The Falcons took the role the Ravens assumed in New Orleans in February 2013. Remember? Stunning their favored opponents with an early surge, they jumped out to a big lead and led the San Francisco 49ers at halftime, 21-6. Sunday night in Houston, the Falcons led the Patriots at the half, 21-3.
Then, just as the Ravens scored again early in the third quarter to up their lead to 28-6, the Falcons reached the end zone early in the third quarter Sunday night, building their lead to 28-3.
By that point, I was contemplating the implications of a Falcons victory. How could I not? Having written some football history, I knew they were one of the 13 teams that haven't won a Super Bowl. That unfortunate group was about to shrink to a dirty dozen, I figured.
Then things began to change. Bigly. Just as they did in New Orleans four years ago.
That night, of course, the power went out, and after the lights came back on, the 49ers rallied furiously. They only needed to punch the ball over the goal line from a few yards out in the final minute to complete an epic comeback and consign the Ravens to a bitter defeat.
The lights didn't go out Sunday night, a big difference from Super Bowl 47, but the Patriots rallied just as furiously, caught the Falcons in the final minute and forced overtime.
Then came the biggest difference from Super Bowl 47: the team coming from way, way back completed the job. Tom Brady led the Patriots on a scoring drive to open overtime, and the Falcons walked off the field in disbelief, having blown a 25-point lead.
A handful of things occurred to me after witnessing the largest collapse in Super Bowl history.
For starters, I don't care what sport you're watching, you won't see many, if any, better displays of poise under pressure than Brady's Sunday night. The Ravens' fan base is one of many that can't stand him, but that was something special.

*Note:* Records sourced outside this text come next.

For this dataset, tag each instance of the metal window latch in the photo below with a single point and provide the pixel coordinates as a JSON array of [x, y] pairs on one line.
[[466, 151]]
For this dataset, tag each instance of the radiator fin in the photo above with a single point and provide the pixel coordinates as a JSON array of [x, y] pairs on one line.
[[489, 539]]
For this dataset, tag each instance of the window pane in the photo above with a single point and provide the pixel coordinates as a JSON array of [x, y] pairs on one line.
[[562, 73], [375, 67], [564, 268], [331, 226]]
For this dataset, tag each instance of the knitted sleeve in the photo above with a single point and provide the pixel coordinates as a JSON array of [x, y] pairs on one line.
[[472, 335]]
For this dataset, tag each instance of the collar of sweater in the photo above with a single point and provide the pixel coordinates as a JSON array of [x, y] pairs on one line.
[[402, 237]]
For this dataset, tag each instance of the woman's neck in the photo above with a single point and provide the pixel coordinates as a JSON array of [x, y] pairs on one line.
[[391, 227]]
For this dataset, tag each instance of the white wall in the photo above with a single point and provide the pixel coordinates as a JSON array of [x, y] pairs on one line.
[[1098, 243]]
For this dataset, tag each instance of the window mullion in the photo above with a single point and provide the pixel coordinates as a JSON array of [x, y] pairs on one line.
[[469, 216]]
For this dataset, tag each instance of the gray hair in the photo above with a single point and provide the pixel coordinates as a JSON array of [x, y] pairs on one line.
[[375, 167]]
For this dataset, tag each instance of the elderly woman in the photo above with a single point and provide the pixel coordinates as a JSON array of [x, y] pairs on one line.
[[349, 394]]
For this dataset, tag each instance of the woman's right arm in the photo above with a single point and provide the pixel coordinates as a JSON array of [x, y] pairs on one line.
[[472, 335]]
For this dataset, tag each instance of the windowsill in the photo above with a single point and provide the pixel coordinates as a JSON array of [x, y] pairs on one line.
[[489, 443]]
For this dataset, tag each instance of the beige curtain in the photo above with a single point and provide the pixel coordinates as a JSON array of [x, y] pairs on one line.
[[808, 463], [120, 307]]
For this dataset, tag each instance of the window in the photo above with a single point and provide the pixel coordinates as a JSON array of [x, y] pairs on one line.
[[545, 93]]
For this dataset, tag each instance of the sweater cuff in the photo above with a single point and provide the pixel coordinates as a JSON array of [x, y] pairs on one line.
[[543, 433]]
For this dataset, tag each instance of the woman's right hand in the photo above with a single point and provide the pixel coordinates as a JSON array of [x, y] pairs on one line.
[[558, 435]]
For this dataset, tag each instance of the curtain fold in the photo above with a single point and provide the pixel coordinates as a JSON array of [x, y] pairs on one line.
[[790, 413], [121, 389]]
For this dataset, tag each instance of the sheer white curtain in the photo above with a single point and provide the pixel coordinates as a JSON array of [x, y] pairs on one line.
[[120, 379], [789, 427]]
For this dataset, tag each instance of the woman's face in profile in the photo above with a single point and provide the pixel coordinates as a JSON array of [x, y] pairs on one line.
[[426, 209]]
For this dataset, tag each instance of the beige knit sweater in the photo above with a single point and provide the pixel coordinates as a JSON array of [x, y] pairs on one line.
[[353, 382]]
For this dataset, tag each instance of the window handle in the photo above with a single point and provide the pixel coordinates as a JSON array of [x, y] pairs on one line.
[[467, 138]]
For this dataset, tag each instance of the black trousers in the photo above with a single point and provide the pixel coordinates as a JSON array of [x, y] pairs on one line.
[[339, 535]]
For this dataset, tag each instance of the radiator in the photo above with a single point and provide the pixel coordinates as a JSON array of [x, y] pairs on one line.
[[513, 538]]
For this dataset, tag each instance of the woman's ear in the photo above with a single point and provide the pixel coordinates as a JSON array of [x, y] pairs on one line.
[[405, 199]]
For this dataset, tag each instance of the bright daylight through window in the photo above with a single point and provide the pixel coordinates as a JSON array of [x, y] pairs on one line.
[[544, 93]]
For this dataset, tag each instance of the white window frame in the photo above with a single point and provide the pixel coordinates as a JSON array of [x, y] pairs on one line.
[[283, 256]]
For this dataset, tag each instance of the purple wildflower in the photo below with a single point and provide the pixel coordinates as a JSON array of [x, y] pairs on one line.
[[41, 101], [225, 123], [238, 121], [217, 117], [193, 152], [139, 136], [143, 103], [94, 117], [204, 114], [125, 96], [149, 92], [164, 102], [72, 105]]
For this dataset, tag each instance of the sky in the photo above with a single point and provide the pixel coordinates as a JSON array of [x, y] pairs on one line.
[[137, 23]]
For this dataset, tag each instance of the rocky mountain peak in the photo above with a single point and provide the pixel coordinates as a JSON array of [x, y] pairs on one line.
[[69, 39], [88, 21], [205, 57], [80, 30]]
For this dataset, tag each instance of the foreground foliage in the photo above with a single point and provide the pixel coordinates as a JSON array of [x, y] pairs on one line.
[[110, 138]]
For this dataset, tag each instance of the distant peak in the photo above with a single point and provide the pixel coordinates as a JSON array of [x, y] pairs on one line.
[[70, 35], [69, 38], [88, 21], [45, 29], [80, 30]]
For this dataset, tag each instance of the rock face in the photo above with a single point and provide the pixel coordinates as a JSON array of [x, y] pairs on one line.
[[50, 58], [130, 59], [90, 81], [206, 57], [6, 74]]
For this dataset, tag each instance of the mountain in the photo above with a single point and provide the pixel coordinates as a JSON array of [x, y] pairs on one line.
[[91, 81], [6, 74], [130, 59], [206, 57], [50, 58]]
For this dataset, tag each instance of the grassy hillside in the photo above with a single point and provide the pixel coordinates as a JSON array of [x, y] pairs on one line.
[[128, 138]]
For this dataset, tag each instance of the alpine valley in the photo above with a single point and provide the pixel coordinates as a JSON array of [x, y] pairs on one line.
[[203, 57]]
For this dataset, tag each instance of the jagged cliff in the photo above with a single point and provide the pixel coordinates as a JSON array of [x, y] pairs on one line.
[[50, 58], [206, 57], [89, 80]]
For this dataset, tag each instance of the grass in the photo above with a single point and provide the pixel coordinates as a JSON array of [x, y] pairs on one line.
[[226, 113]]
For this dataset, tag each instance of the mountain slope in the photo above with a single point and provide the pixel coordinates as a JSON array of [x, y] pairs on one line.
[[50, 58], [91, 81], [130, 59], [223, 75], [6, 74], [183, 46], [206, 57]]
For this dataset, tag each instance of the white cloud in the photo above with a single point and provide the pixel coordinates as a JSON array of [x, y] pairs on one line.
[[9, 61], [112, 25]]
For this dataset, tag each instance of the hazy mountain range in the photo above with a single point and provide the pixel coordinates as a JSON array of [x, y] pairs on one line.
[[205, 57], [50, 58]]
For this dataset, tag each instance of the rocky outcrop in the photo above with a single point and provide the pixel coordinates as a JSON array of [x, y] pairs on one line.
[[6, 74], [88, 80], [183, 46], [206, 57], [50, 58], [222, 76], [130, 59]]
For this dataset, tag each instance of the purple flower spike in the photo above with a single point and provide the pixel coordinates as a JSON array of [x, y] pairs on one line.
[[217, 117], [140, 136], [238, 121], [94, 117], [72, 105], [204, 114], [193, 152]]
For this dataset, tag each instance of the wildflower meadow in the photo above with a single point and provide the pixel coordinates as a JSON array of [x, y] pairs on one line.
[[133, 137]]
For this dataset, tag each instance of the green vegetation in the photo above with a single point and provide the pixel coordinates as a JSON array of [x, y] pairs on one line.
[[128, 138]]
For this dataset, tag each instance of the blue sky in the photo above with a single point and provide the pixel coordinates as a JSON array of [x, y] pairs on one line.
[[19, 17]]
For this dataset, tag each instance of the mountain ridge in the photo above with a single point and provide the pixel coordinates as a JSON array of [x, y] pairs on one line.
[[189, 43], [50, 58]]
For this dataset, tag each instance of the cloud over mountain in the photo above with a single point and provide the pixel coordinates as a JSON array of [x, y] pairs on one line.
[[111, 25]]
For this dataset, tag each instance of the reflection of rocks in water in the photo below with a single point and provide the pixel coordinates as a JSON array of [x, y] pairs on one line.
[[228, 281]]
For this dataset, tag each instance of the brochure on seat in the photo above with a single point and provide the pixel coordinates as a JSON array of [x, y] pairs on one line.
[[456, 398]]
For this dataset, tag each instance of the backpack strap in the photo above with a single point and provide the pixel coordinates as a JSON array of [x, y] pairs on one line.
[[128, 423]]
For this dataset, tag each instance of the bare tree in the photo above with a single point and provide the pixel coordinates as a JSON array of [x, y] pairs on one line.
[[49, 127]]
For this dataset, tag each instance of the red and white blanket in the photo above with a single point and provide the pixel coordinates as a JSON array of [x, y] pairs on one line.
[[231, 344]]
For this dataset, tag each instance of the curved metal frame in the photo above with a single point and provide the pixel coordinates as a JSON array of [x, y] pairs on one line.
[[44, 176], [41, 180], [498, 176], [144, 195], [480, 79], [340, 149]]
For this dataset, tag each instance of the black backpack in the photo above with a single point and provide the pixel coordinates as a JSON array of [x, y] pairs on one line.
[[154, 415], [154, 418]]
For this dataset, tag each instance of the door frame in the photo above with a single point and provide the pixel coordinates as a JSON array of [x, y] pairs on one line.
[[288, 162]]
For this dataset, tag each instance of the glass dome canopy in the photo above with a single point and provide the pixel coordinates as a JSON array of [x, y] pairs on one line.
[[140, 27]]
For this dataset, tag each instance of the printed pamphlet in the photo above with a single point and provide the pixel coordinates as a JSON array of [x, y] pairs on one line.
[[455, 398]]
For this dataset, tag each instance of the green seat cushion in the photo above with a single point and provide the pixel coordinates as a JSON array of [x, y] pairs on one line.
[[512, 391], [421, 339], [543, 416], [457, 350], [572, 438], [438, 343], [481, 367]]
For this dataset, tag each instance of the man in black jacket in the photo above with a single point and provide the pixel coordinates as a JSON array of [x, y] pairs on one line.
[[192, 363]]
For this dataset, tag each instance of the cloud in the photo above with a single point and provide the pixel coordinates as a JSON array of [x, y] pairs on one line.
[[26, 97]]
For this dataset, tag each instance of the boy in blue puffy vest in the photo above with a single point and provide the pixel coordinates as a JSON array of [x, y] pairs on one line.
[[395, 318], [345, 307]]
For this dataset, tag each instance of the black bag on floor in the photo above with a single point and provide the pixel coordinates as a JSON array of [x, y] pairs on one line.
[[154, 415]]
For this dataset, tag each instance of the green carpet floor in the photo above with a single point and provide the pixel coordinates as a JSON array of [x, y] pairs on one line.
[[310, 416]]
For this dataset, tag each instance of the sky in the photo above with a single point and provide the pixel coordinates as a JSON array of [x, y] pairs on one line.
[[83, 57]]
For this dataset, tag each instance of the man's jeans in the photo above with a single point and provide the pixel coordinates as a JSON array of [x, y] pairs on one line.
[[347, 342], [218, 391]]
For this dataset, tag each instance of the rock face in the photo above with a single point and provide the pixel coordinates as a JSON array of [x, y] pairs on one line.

Also, the last-minute goal-line stand that saved the Ravens four years ago needs to be re-appreciated for the miracle it was. Baltimore's defense was in exactly the same shape as Atlanta's late Sunday night – gassed, overwhelmed, buckling fast. But unlike Atlanta's, it summoned the strength for a stand.
Those few yards the Ravens did NOT give up are the difference between them getting to enjoy a sunny history instead of something far darker, which the Falcons now face.
Another thing that occurred to me is just how hard it is to win a Super Bowl.
The Patriots have now won five, but they wandered the football desert for decades before that. When the Ravens hoisted the Vince Lombardi Trophy for the first time in January 2001, the Patriots had played 41 years without a Super Bowl triumph.
A handful of other teams, including the Cleveland Browns, Cincinnati Bengals and Philadelphia Eagles, still haven't won one. I'm sure it bugs them that the much-younger Ravens have won two.
The Falcons kicked off in 1966, and after some lean decades, their moment clearly was at hand Sunday night. Their stars were aligned. They had the league MVP under center. Their speedy, aggressive nucleus was playing lights-out. They had the NFL's superpower in a 25-point hole.
Their owner, Arthur Blank, came down to the field in the final minutes, presumably to take part in the celebration.
Watching the forlorn Blank stand helplessly on the sideline as his team collapsed was so awkward I almost had to look away.
The Falcons took solace in believing they can get back to the big game, but they'll be lucky to get anywhere close. The last 22 teams to lose the Super Bowl have failed to get back the next year. It's hard to do. Life goes on. Things happen. Your stars seldom align. The opportunity is rare.
When it presents itself, you need to take advantage. The Ravens did and they're viewed in an entirely different light as a result. The Falcons didn't, and oh, I fear they're going to be sorry.